Demo code showcasing the problem

class Program {
    static void Main() {
        float randomPowerOf2 = (float)Math.Pow(2, new Random().Next(-4, 5));

        float foo1 = Foo(3f); // some non power of 2
        float foo2 = Foo(randomPowerOf2);
        float baz = Baz();

        // prints false with compiler optimizations; true without compiler optimizations
        Console.WriteLine(Math.Round(Foo(3f), 2) == Math.Round(foo1, 2));

        // prints true with and without compiler optimizations
        Console.WriteLine(Math.Round(Foo(3f), 2) == Math.Round(foo1, 2));

        // prints true with and without compiler optimizations
        Console.WriteLine(Foo(randomPowerOf2) == foo2);

        // prints true with and without compiler optimizations
        Console.WriteLine(Baz() == baz);

        Console.ReadLine();
    }
    static float Foo(float divisor) {
        return 1 / divisor;
    }
    static float Baz() {
        return 1 / 3f;
    }
}

I assume this has something to do with how floating-point numbers work, but what confuses me is why toggling on and off compiler optimizations affects it. I'm guessing what I should do is just round the floats to 3 or so decimals of precision, since that's all I really need. Why does this happen and is my solution best-practice?

Edit:

I realized that in this case since the word length doesn't change I could just have AmountInCommon return the integer representing how many letters are in common instead of a float that represents the ratio of letters in common to word length. Your answers are still helpful though.

Aaron Record
  • 330
  • 4
  • 13
  • 2
    [This SO question](https://stackoverflow.com/q/6683059/3791245) and its answers seem highly relevant for the _why_ part of your question. Key takeaway is that JIT optimization is free to mess around with bit levels for floats all it wants. – Sean Skelly Oct 21 '20 at 23:02
  • @SeanSkelly looks interesting, thanks – Aaron Record Oct 21 '20 at 23:05
  • I'm not sure if its 'best practice', but I feel your solution is on the right track. Rounding is ultimately an Epsilon approach; it just defines an epsilon value based on the sig figs you give to the rounding. Just be careful when trying to design a more general answer to this problem. See [this answer](https://stackoverflow.com/a/2411661/3791245) for a simple Epsilon implementation: `Math.Abs(x-y) <= epsilon`. Rounding to 3 places basically sets epsilon to 1E-3. You could probably choose a smaller epsilon. – Sean Skelly Oct 21 '20 at 23:06

1 Answers1

3

The short story

Don't compare floating point values for equality.
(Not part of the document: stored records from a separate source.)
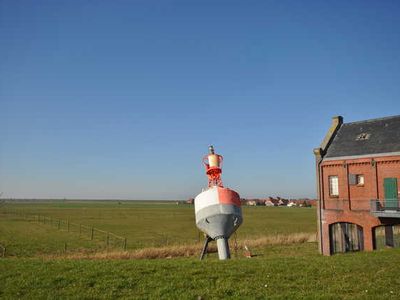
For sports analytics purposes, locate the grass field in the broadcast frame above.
[0,202,400,299]
[0,201,316,256]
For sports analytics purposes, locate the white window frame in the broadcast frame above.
[356,174,365,186]
[328,175,339,197]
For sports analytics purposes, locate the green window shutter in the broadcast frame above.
[383,178,398,209]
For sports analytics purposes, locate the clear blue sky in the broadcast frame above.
[0,0,400,199]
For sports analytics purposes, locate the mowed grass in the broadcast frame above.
[0,243,400,299]
[0,201,316,256]
[0,201,400,299]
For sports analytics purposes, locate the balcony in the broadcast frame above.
[371,199,400,218]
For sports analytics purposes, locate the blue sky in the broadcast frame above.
[0,0,400,199]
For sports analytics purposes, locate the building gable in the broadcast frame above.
[324,116,400,158]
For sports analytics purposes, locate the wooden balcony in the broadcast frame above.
[371,199,400,218]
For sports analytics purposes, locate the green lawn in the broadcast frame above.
[0,243,400,299]
[0,201,400,299]
[0,201,316,256]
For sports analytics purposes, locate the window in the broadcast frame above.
[328,176,339,197]
[356,132,371,141]
[356,175,364,186]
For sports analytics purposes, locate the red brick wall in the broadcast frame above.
[319,156,400,255]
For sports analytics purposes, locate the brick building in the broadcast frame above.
[314,116,400,255]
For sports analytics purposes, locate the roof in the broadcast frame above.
[324,115,400,158]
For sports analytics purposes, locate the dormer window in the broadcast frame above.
[356,132,371,141]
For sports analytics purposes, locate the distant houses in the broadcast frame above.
[185,197,316,207]
[241,197,316,207]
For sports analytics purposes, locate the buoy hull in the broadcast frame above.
[194,186,243,239]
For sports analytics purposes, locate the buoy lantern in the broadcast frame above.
[194,146,243,260]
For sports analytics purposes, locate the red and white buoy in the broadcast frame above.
[194,146,243,260]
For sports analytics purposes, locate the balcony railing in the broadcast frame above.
[371,199,400,218]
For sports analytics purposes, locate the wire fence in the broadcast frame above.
[0,244,7,257]
[0,210,127,253]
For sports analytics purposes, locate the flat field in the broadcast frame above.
[0,201,316,256]
[0,202,400,299]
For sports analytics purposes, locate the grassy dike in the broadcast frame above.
[0,243,400,299]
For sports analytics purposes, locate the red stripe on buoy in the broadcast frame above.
[218,187,240,207]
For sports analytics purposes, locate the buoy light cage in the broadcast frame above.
[194,146,243,260]
[203,145,224,187]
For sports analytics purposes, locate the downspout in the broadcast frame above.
[314,148,324,254]
[314,116,343,254]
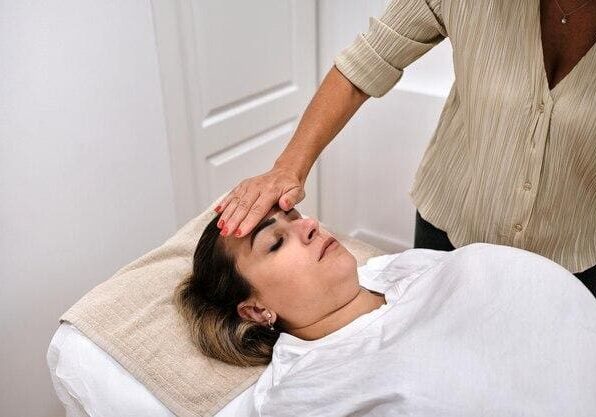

The first thing programmers usually do after making this remark, is to recommend using an Epsilon. However it's wrong. float.Epsilon is the smallest possible float greater than zero, however (and more importantly) it does not mean that it's the smallest difference between any two arbitrary floats. When comparing floats, the better practice is to choose a reasonable value to determine if two floats are "close enough" to be equal.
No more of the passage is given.